どういうわけか街の取り残された空間のように、その一画だけに田圃が残りその真ん中に一軒のアパートがあります。
田圃の真ん中なので遮るものがなくて、今頃だと黄砂で階段も窓も砂だらけで大変なのです。
しかも日差しが強くなる時期ですから汗まみれになって、担当者泣かせと言われているアパートです。
ほとんどが学生さんなのですが、一軒だけ若い夫婦の方が入っておられました。
春子という可愛い女の子がひとりいて、私が行くとその子がいつも話し相手になってくれます。
頼んだわけじゃないし、こちらとして砂まみれのアパートを綺麗にしなければならないので大変なのですけど、
春子ちゃんが笑って近づいてくると、話さないわけには行きません。
この話というのが、実は蛙の話なのです。
田圃の真ん中のアパートですから、まわりは蛙だらけなわけです。
近所に同じくらいの子もいないので、自然と蛙に興味がわいたようです。
別に飼っているわけでも無いのに、手を叩くとよってくる蛙がいるのです。
「これは薫ちゃん、向こうのは次郎君なの」というのです。
蛙の顔を見分けることができますか、私はどれを見ても同じ蛙にしか見えませんけど春子ちゃんにはちゃんと区別できるのです。
面倒なことばかりのアパートに思えますが、実は凄い特典があるのです。
それは夏でもクーラーがいらないのです。日差しは強いのですがその日差しさえ遮れば、風は寒いほどなのです。
田圃の上を通ってくる間に十分に冷えて、夏は夜だと窓を開けていられないほど寒くなるのだそうです。
春子ちゃんはいつも田圃のあぜ道に座って、蛙とお話ししていたのです。
その日は梅雨の走りの小雨が朝から降っていて、霧がかかっているようになっていたと言います。
普段は滅多に車も入ってこない田圃道にその日、その時に限って車が入ってきたというのです。

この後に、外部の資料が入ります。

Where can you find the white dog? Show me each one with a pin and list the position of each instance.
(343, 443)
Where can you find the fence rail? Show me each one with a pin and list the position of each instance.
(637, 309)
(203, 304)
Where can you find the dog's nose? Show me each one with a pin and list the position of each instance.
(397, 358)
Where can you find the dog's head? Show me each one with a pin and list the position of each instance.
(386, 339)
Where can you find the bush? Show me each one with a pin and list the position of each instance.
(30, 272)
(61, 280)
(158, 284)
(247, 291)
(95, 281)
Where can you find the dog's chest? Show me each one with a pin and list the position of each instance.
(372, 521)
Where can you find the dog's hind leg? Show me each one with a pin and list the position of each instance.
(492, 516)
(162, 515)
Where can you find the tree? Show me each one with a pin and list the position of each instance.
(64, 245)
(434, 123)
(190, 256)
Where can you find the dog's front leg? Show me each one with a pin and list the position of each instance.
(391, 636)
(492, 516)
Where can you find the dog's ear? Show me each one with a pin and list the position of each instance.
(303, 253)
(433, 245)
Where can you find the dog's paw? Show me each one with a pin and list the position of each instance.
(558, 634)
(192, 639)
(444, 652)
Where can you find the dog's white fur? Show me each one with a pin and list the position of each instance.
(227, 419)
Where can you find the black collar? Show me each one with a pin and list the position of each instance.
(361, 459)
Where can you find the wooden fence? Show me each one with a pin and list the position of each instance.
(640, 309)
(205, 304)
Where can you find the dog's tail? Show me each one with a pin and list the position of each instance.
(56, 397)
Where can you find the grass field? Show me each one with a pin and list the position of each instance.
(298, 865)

運転手の女の方は田圃で見通しがよかったので、子供がいるとは思わなかったと言います。
しゃがんでいた春子ちゃんが立ち上がったとき、車がほんの少し横にずれて、本当にほんの少しです。
でも、小さな春子ちゃんには衝撃だったのでしょう。5メートルも飛ばされたと言います。
周りが全部田圃なのに、どうして春子ちゃんはあぜ道に、ほんの1メートルも無いあぜ道に飛ばされてしまったのか。
運転していた人が慌てて春子ちゃんに声をかけたのですが、もうその時には意識が無かったと言います。
偶然が重なって、どうして、どうしてという事ばかりが重なって、春子ちゃんは二度と目を開かなかったのです。
春子ちゃんのことを聞いて、私もお葬式に行ってきました。
小さな小さな棺の中で、春子ちゃんは眠っていました。
綺麗な顔でどこにも傷一つ無いのに、もう二度と目を開かないのです。
お通夜の帰りにアパートの方によってみると、春子ちゃんの部屋に蛙が一杯張り付いていました。
窓にも壁にも、アパートの天井に隙間無くビッシリと蛙が張り付いていたのです。

梅雨が来ると、春子ちゃんのことを思い出します。
蛙の大合唱を聞くと「はるちゃん、遊ぼうと」蛙が春子ちゃんを呼んでいるように聞こえます。
梅雨時です。車の運転は注意して、注意してお願いします。
田圃道でも、子供が座っているかもしれません。